A major global review of substance use in young people, published last week in the journal Lancet Psychiatry, confirms that adolescence is a critical period for developing substance use related problems which can affect later health outcomes, and highlights the need for more research and better prevention and intervention worldwide. In Australia, alcohol made up the largest burden among young people, with males being most affected. Illicit drug use in Australia accounted for more health harms among young people than in any other region of the world.
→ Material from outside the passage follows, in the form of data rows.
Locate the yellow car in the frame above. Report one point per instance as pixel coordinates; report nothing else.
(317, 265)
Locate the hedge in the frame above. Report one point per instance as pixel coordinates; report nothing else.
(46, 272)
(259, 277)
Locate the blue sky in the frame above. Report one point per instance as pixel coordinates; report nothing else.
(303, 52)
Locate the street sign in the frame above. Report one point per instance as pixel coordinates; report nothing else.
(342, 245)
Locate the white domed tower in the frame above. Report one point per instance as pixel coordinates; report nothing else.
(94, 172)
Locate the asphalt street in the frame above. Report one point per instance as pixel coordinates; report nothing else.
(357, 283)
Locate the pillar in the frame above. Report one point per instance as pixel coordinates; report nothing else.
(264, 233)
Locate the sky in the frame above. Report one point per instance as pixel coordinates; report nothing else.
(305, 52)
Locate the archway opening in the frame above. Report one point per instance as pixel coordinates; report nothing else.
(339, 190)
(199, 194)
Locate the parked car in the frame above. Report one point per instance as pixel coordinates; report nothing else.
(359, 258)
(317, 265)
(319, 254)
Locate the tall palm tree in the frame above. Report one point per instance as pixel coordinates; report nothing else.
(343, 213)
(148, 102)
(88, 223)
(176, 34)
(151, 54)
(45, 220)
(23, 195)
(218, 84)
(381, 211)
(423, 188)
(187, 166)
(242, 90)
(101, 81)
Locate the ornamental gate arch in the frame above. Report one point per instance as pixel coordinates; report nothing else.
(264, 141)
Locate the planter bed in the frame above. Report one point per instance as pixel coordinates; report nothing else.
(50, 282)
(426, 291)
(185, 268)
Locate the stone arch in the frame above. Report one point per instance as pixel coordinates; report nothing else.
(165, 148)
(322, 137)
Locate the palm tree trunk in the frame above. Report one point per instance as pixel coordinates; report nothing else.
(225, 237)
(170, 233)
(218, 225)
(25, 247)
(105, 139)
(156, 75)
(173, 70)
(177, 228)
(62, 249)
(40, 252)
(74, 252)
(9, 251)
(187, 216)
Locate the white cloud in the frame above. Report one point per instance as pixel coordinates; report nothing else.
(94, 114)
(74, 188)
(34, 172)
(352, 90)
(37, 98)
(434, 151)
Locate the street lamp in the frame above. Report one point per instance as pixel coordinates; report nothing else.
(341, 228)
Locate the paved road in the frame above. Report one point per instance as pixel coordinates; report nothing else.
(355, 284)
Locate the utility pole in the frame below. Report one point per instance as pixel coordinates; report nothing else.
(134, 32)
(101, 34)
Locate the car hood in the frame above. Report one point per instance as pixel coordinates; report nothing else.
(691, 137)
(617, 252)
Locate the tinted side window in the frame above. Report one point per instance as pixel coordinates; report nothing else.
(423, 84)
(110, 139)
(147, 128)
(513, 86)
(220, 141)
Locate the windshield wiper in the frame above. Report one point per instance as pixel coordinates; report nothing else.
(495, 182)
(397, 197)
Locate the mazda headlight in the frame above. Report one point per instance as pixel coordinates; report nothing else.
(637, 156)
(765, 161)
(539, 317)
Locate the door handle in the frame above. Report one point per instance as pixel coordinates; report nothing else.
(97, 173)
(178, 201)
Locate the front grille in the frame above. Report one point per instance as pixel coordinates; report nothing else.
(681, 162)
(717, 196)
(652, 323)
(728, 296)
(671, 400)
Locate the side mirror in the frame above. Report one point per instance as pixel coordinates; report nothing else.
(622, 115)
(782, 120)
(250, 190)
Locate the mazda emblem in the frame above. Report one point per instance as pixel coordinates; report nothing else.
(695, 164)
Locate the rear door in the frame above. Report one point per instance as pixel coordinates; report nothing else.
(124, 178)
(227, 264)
The three-part series, led by NDARC Professor Louisa Degenhardt and Professor Wayne Hall of the University of Queensland and co-authored by UNSW Post-Doctoral Research Fellow Dr Emily Stockings, reviewed the evidence for the current nature and patterns of substance use among young people around the world, the potential effects of adolescent substance use later in life, and the effectiveness of prevention, intervention, harm reduction and treatment.

Prevalence and harms

Overall alcohol and illicit drug use account for 14 per cent of the total health harms affecting young people aged 20-24. In this age group in Australasia (Australia, New Zealand and PNG) alcohol and illicit drug use accounted for 22 per cent of health harms and young males in the region suffered more harms from illicit drug use than any other region in the world –10.8 per cent of harms compared with 7.5 per cent in Western Europe and 9 per cent in North America.

The authors note that young adolescence is a period when substance use typically starts and patterns become established, and a large number of adverse health and social outcomes have been associated with substance use. This, the authors argue, makes substance use in young people is an important public health concern and needs to be better understood in order to respond appropriately.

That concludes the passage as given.